悪天候時の予備費を月の交通予算に入れておくと、「もったいないから無理に歩く」状況を減らせます。

6. 診察券と一緒に移動カードを持つ

本人が道や予約内容に迷ったとき、口頭で説明しにくいことがあります。診察券ケースに、必要最小限の移動カードを入れます。

記載項目 内容
行き先 病院名・入口名
帰りの手段 予約先・電話番号・予約時刻
自宅の降車場所 乗降ポイント名
家族連絡先 本人同意を得た番号
注意 歩行器、聴力など必要な配慮

免許証番号や詳細な医療情報をむやみに記載しないでください。紛失しても被害が広がらない範囲にします。

7. 初回の実地テストで見ること

家族は先回りしてすべて手伝わず、本人がどこで困るかを確認します。ただし試験のように評価せず、安全を優先します。

自宅から乗り場

  • 靴を履いて準備できるか
  • 予約時刻を覚えているか
  • 乗り場を見つけられるか
  • 車道を無理に横断しないか

乗車中

  • 行き先を運転者へ伝えられるか
  • 料金を支払えるか
  • 降りる場所を判断できるか
  • 揺れたとき安全に座れるか

病院と帰路

  • 受付から乗降場所へ戻れるか
  • 帰りの予約を確認できるか
  • 予定が遅れたとき連絡できるか
  • 薬や荷物を持って移動できるか

困った項目は、本人の失敗として記録せず、「家族が初回予約をする」「病院受付へ配車を頼む」のように支援方法へ変換します。

実地テスト記録表

確認項目 できた 支援があればできた 別の方法が必要
予約
乗り場まで移動
乗車・支払い
病院入口まで移動
帰りの予約変更
薬局から帰宅

一度で決めず、通常日と条件が悪い日の2種類を考えます。

複合ケース:行きは順調でも帰れなかった家庭

ある家庭では、父親が自宅近くから病院前まで路線バスで通えることを確認し、家族は安心していました。しかし初回受診で検査が長引き、予定していた帰りの便を逃しました。本人は携帯電話でタクシー会社を探せず、病院のロビーで長く待っていました。

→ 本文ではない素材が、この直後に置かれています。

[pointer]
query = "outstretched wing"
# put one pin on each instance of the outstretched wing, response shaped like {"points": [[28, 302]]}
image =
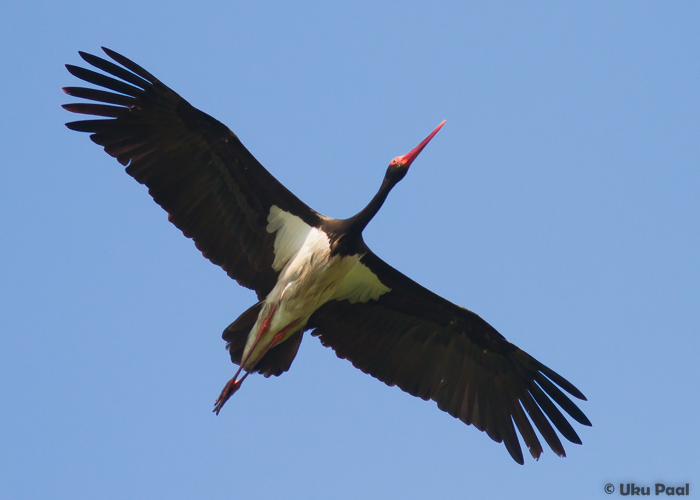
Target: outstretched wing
{"points": [[433, 349], [213, 189]]}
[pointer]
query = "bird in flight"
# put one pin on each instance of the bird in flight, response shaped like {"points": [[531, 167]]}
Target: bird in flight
{"points": [[314, 273]]}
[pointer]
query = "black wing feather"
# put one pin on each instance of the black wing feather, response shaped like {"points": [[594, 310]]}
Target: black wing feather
{"points": [[213, 189], [433, 349]]}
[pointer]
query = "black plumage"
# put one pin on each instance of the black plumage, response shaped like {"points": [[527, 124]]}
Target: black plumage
{"points": [[218, 194]]}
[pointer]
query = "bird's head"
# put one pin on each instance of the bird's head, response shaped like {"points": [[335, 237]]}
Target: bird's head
{"points": [[399, 165]]}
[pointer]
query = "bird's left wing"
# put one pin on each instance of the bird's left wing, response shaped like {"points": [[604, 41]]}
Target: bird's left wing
{"points": [[213, 189], [434, 349]]}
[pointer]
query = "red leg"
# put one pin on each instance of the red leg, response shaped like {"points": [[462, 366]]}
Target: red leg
{"points": [[233, 385]]}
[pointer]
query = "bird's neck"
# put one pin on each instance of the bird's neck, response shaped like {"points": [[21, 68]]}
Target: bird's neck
{"points": [[360, 221]]}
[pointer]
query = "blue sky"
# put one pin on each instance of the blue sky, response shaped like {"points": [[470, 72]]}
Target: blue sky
{"points": [[560, 202]]}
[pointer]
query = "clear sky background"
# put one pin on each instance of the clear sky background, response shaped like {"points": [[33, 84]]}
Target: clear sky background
{"points": [[560, 202]]}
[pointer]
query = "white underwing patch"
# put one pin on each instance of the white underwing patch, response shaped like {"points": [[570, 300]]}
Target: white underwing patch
{"points": [[297, 245], [291, 235]]}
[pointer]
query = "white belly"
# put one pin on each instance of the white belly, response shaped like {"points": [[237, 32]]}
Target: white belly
{"points": [[308, 278]]}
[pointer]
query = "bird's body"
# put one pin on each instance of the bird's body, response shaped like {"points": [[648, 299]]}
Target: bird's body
{"points": [[314, 273]]}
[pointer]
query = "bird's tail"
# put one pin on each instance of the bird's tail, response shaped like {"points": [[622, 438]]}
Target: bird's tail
{"points": [[276, 361]]}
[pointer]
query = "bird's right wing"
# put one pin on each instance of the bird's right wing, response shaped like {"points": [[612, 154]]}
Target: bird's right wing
{"points": [[213, 189], [433, 349]]}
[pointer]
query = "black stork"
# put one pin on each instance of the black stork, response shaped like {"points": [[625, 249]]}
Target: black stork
{"points": [[314, 273]]}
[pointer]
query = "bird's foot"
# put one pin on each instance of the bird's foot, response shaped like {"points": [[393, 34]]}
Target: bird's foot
{"points": [[229, 389]]}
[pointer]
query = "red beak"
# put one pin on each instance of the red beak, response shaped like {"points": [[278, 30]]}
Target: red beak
{"points": [[408, 158]]}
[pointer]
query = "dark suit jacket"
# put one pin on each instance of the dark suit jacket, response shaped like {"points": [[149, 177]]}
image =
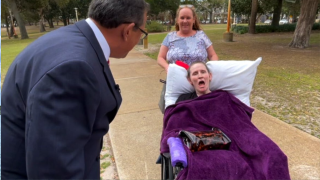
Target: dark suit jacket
{"points": [[58, 99]]}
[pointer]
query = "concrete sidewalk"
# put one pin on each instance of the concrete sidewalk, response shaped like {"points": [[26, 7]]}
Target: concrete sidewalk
{"points": [[136, 131]]}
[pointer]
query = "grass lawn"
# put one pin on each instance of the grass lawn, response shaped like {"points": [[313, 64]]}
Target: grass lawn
{"points": [[287, 84]]}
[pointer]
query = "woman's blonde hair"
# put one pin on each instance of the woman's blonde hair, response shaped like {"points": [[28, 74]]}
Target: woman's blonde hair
{"points": [[196, 25]]}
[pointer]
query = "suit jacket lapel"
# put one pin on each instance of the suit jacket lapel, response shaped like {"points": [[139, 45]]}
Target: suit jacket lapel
{"points": [[87, 31]]}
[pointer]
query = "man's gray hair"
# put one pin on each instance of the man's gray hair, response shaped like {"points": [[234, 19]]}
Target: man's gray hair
{"points": [[112, 13]]}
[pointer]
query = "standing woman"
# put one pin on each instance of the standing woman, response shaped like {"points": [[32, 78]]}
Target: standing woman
{"points": [[188, 43]]}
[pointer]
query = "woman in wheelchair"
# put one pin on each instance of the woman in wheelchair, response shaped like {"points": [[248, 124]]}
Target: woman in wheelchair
{"points": [[251, 154]]}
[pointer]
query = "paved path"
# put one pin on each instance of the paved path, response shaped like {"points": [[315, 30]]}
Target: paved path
{"points": [[135, 133]]}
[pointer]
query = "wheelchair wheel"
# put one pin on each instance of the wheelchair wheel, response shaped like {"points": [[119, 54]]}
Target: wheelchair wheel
{"points": [[166, 168]]}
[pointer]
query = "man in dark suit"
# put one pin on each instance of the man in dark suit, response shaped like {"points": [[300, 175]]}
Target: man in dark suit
{"points": [[59, 95]]}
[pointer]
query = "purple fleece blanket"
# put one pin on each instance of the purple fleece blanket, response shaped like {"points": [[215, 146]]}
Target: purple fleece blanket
{"points": [[252, 155]]}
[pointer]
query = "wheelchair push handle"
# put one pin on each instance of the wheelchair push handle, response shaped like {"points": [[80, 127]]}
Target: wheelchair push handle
{"points": [[177, 152]]}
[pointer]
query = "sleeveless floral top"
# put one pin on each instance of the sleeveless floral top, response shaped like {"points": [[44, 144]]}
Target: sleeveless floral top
{"points": [[187, 49]]}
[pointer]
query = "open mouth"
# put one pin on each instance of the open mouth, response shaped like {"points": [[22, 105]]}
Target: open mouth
{"points": [[201, 83]]}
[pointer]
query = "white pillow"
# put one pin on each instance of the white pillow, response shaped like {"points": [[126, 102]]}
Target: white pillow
{"points": [[236, 77]]}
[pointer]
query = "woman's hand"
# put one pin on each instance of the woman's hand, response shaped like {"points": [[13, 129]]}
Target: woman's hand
{"points": [[162, 57], [212, 56]]}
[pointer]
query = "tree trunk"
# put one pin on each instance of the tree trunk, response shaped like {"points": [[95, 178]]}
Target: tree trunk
{"points": [[23, 31], [254, 10], [276, 14], [41, 23], [7, 24], [306, 20], [50, 22]]}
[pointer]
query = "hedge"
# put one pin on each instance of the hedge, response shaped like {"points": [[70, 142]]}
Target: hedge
{"points": [[269, 28]]}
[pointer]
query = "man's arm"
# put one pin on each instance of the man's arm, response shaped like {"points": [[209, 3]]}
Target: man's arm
{"points": [[60, 115]]}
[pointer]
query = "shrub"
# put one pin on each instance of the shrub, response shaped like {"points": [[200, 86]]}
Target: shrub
{"points": [[155, 27], [269, 28]]}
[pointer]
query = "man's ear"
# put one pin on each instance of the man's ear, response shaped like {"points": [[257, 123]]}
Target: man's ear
{"points": [[128, 28]]}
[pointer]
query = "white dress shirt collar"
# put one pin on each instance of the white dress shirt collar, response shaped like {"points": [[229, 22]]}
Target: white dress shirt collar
{"points": [[102, 41]]}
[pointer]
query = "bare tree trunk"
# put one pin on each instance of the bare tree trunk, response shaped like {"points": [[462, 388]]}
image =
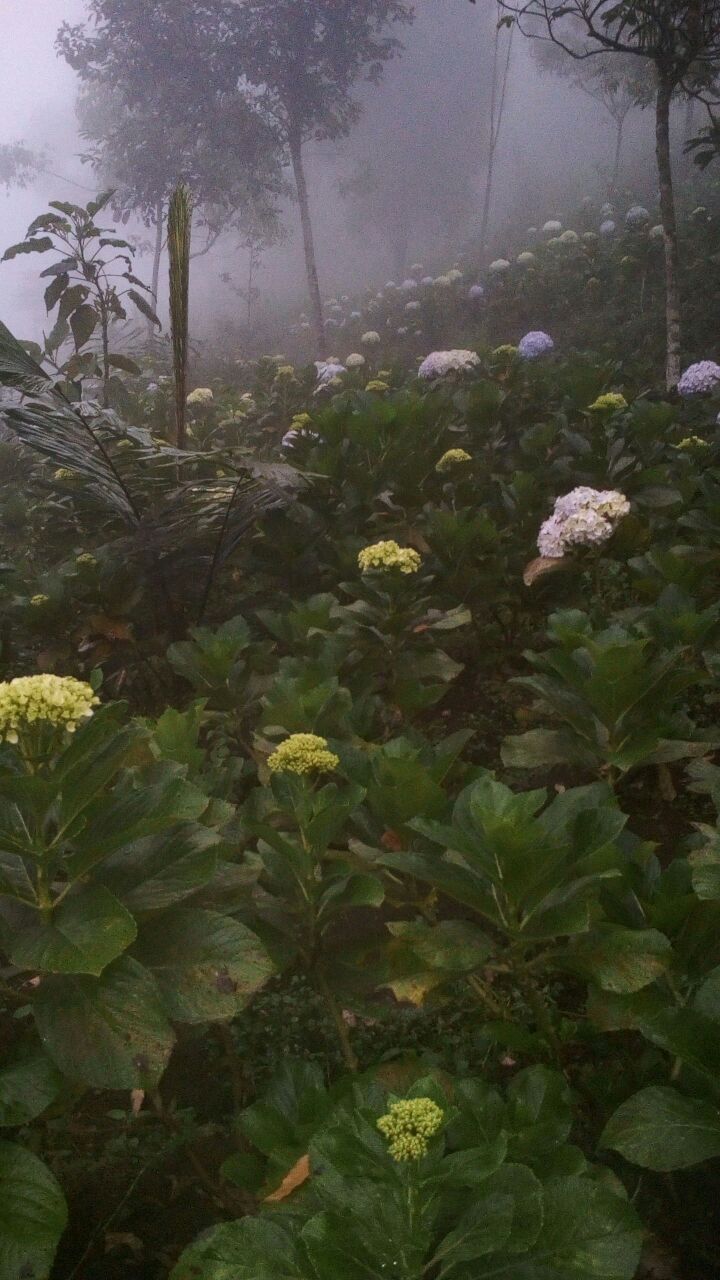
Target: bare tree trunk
{"points": [[295, 145], [670, 228], [496, 114], [159, 229], [619, 131]]}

次回からは、行きはバスを継続し、帰りは会計後に病院受付から指定タクシー会社へ電話する流れにしました。診察券ケースに会社名、電話番号、自宅の目印を書いたカードを入れ、タクシー代を通院予算へ加えました。

この事例は複数の相談場面を参考に構成したもので、特定の個人の体験ではありません。利用できる支援と病院の対応は地域・施設ごとに確認してください。

通院費を年間で比べる

タクシー1回の金額だけを見ると高く感じますが、家族送迎の拘束時間や車の維持費と並べて考えます。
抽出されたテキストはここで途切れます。